This is a series I wrote and released on this day seven years ago.
As it turns out, I was prophetic. Just about everything I spoke about in this series is more or less the state of the industry right now…or heading there. For that reason, I’m bringing it forward again, so it doesn’t get lost in the stacks. — t.
This is the first post in a series.
Part 1: Are Print Publishers Really Doomed?
Part 2: Are Print Books Really Doomed?
Part 3: Do I HAVE To Read E-Books?
Part 4: Do I Have to Buy Indie Books?
Are print publishers really doomed?
In a word, no.
Oh, the industry is going through all sorts of shake ups and dire times, no argument.
But publishing – especially fiction publishing — has always been a business not for the weak of heart. Businessmen looking for guaranteed returns go elsewhere. You don’t get into fiction publishing unless some part of you loves books for the sake of story, not the doubtful returns they might bring.
So publishers already in the game are used to fantastic odds and belt-tightening.
They’ve just never seen a revolution coming at ’em before.
The smart publishers, though, have already embraced the idea that ebooks are the wave of the future. They’ve retooled and reworked their business model and are offering new deals for authors and readers.

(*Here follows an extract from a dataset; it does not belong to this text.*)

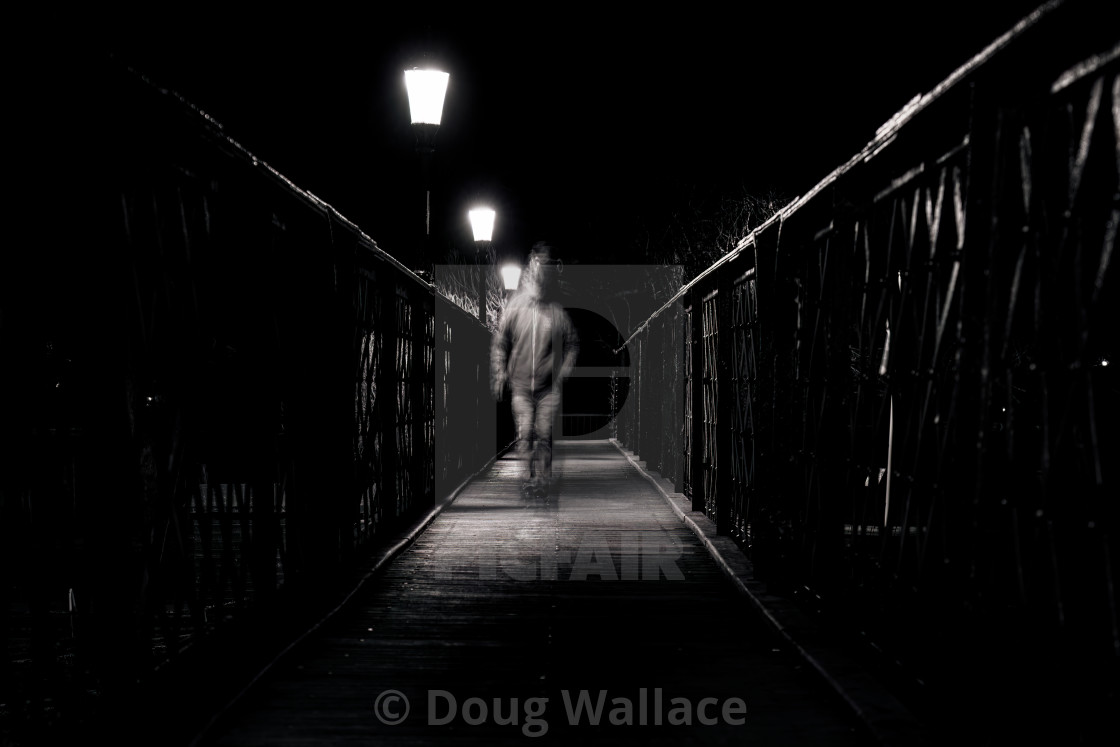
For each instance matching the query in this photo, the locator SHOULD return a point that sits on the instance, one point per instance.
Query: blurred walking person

Already, many of the New York publishers trade electronic rights first these days. Print rights for a novel have already become subsidiary rights.
So, will print publishers disappear?
Some may. It’s a fact that this industry is unforgiving and publishers close their doors all the time. With the change over to ebooks, some publishers may not be able to make the leap. Maybe they’ll fumble it by being too greedy with their pricing structure for the new technology. Perhaps they won’t be able to get a grip on the delivery of the new technology. Perhaps the leaders of their organization simply can’t cope with the idea of not printing paper books and will bail out of the business on principle.
But most print publishers will morph into e-book publishers.
And then they will face their next big challenge: Indie authors.